Re: *ist D image quality-_Was -Stupid Question #999

2004-10-16 Thread Herb Chong
here the are plugins i use all the time.

Pictographics iCorrect EditLabPro 4.5 www.picto.com
FixerLabs FocusFixer 1.3 www.fixerlabs.com
Extensis Intellihance Pro 4 www.extensis.com

when necessary, i use

Reindeer Graphics Optipix 3.0 www.reindeergraphcis.com
Kodak Digital ROC 1.2 www.asf.com
Visual Infinity Grain Surgery 2.0 www.visinf.com

my workflow consists of

1) copying the files to the hard drive.
2) opening the folder in Thumbs+ and scanning the thumbnails.
3) i'll preview the compositions and look for dust, etc, in the images i
like using the Thumbs+ viewer. its color management isn't as good as
Photoshop, so i don't make color judgements.
4) if there are any outstanding shots, i load them into Photoshop CS and
work on them right away and save the results as Photoshop files at double
resolution (6144x4101)
5) once the outstanding shots are done, i'll go back and look for the good
shots and work on them in Photoshop CS. this will include near duplicate
compositions and any exposure bracketing. some may be saved at double
resolution and some may be saved at sensor resolution (3008x2008).
6) all off the files that have been converted to Photoshop's native format
and i place them into a Thumbs+ gallery.
7) i run a slide show of the gallery contents and evaluate the images
against each other.
8) any that don't stand up as well or are duplicates get reduced if they are
at double resolution. the ones i don't like as much this way are removed
from the gallery. i'll do 2 or 3 passes like this in a couple of minutes.
what's left gets copied into my for printing folder.
9) from the copies in my for printing folder, i make 800x600 (roughly)
thumbnails for the web and choose my final crop for 11x14, my normal print
size.

within Photoshop CS, this is what i normally do:

1) at conversion, set color balance and exposure compensation if needed. i
always convert at 6144x4101. other settings in the converter that i have
tweaked are saved as the default and used on all images.
2) reduce the resolution to 3008x2008 if there is too much noise or was
taken assuming i would crop to this size. i'll crop to a standard size more
often with birding shots where i planned this ahead of time. if the image is
slightly tilted or has some things that are distracting at the edges, i'll
do straightening and cropping.
3) run Photoshop's Auto Contrast with my particular preferences set from the
Levels tool for percent white points and black points
4) if necessary, run Shadow/Highlight
5) run EditLab Pro to correct color balance and saturation. it almost always
does the right thing with minor tweaks in saturation and nothing else. if it
gets it wrong, i usually cancel the filter and try with Photoshop's Photo
Filter and Saturation adjustments
6) run FocusFixer with my standard settings
7) convert to 8-bit/channel mode
8) run Intellihance Pro
9) save as Photoshop

unless the image is a disaster technically but has amazing content, most of
the time in Photoshop is spent in waiting for the FocusFixer filter to run.
this is the only sharpening filter i own that does a decent job of deblur.
unsharp mask is a completely different filter that doesn't deblur but does
local contrast enhancement. it is similar in some ways, but different in
others. if i didn't have to do the deblur step, it takes my about 2-3
minutes to produce a typical finished image that needs only to be cropped
for printing. the deblur filter takes about 8 minutes on the double res
image and about 2 minutes on the normal one.

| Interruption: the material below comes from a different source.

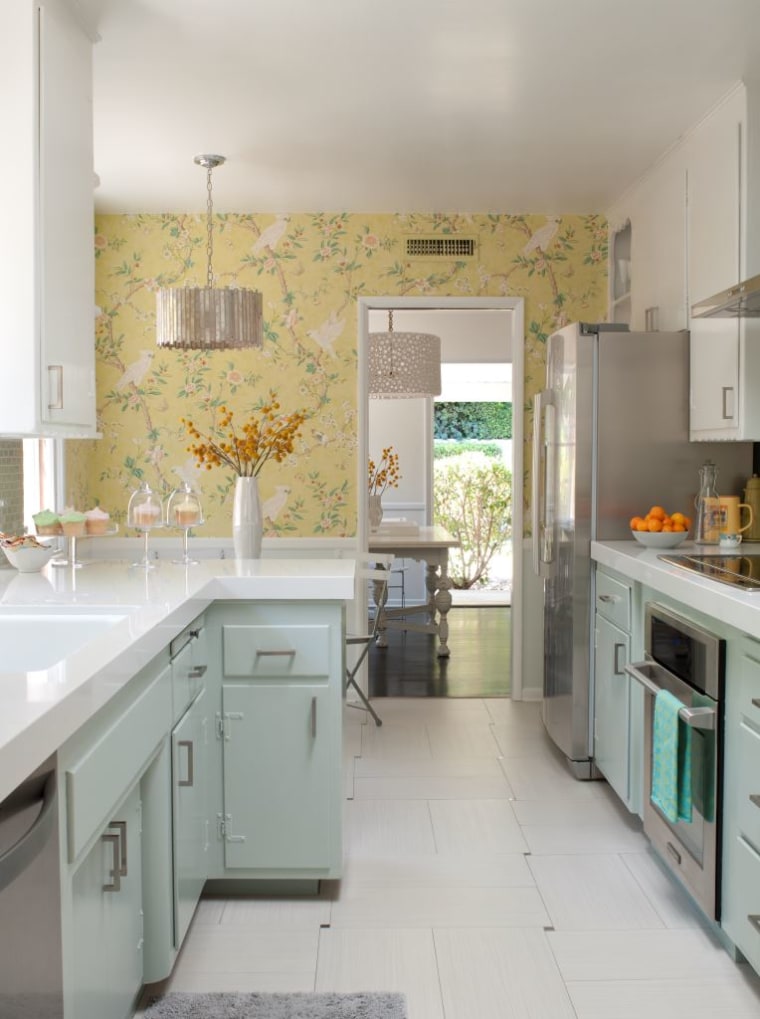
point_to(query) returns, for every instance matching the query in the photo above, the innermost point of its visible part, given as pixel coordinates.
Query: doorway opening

the pain comes when i have to use Photoshop's clone and healing brush tools
to fix minor blemishes caused by dust, trash, other other such undesirables
that appear. that will be done after EditLab Pro and before deblur. this can
take a long time, but i have few images where it is necessary and worth it.
panoramas also take a long time, but most of it is waiting for the Pentax
batch converter to run to convert the RAW images to JPEG.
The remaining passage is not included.